Adeline Koh | The Chronicle of Higher Education | April 17, 2013

This is part 2 of the ninth interview in a series by Adeline Koh entitled Digital Challenges to Academic Publishing. Each article in this series features an interview with an academic publisher, press or journal editor on how their organization is changing in response to the digital world. The series has featured interviews with Anvil Academic, Stanford Highwire Press, NYU Press, MIT Press and the Penn State University Press.

In this second part of an interview with Ken Wissoker (@kwissoker) (editorial director of Duke University Press), I speak with Ken about some of the digital innovations Duke University Press is experimenting with for its new publications, and on Ken’s appreciation for traditional forms of peer review. Read part one of the interview here.

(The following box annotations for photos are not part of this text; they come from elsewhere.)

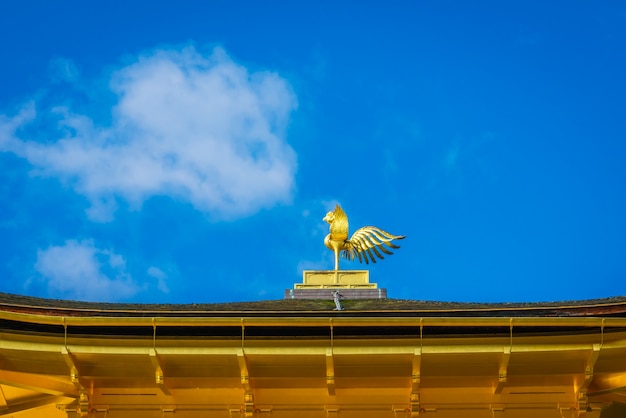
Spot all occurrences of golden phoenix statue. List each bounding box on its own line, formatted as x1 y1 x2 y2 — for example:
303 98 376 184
324 205 405 271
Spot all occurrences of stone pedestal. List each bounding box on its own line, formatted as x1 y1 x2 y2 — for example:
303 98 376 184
285 270 387 299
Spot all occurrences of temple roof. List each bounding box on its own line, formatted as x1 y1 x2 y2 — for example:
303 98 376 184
0 293 626 317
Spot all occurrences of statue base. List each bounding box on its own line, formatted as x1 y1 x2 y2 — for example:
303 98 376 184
285 270 387 299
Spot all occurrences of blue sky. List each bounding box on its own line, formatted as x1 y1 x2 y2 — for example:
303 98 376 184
0 0 626 303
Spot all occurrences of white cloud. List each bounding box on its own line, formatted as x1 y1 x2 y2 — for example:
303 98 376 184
35 240 141 302
0 47 296 221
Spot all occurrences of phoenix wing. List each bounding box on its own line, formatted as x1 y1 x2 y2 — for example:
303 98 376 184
343 226 405 264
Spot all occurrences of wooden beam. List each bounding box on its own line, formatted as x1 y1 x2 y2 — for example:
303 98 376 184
326 347 335 396
409 347 422 417
494 347 511 395
0 385 9 414
150 348 171 396
0 395 67 416
0 370 78 398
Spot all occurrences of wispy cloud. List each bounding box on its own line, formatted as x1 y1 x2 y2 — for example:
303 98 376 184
0 47 296 221
35 240 141 302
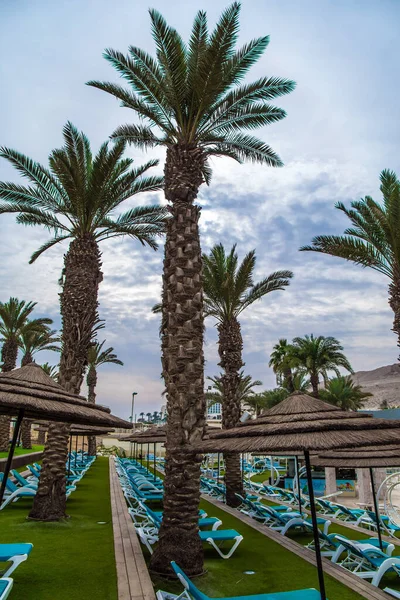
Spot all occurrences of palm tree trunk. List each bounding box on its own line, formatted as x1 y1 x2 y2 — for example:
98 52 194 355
21 352 33 367
150 145 206 576
218 318 243 507
0 338 18 452
21 419 32 449
389 274 400 361
310 373 319 398
29 234 102 521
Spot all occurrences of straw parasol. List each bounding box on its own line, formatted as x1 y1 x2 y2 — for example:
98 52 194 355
193 392 400 600
0 363 132 504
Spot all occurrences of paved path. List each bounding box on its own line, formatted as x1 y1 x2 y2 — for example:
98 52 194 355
110 458 156 600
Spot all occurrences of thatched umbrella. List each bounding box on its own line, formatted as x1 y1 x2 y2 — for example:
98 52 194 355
0 363 132 504
193 392 400 600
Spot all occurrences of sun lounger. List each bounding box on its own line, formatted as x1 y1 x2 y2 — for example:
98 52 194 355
157 562 321 600
0 544 33 580
336 535 400 586
0 577 14 600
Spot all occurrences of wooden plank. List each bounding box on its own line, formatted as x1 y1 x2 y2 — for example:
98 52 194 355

AK: What I’m hearing from you is that length is very malleable when you publish something digitally. You can have the really long project or you can have the really short project, depending on your needs.

KW: The right length for digital projects is malleable and at the same time as yet unknown. If you believe in media specificity — that a different kind of film works if you’re expecting people to watch in an iMAX theater versus if you’re expecting them to watch on a handheld — then even the same plot, the same effects and the same soundtrack would have to work differently.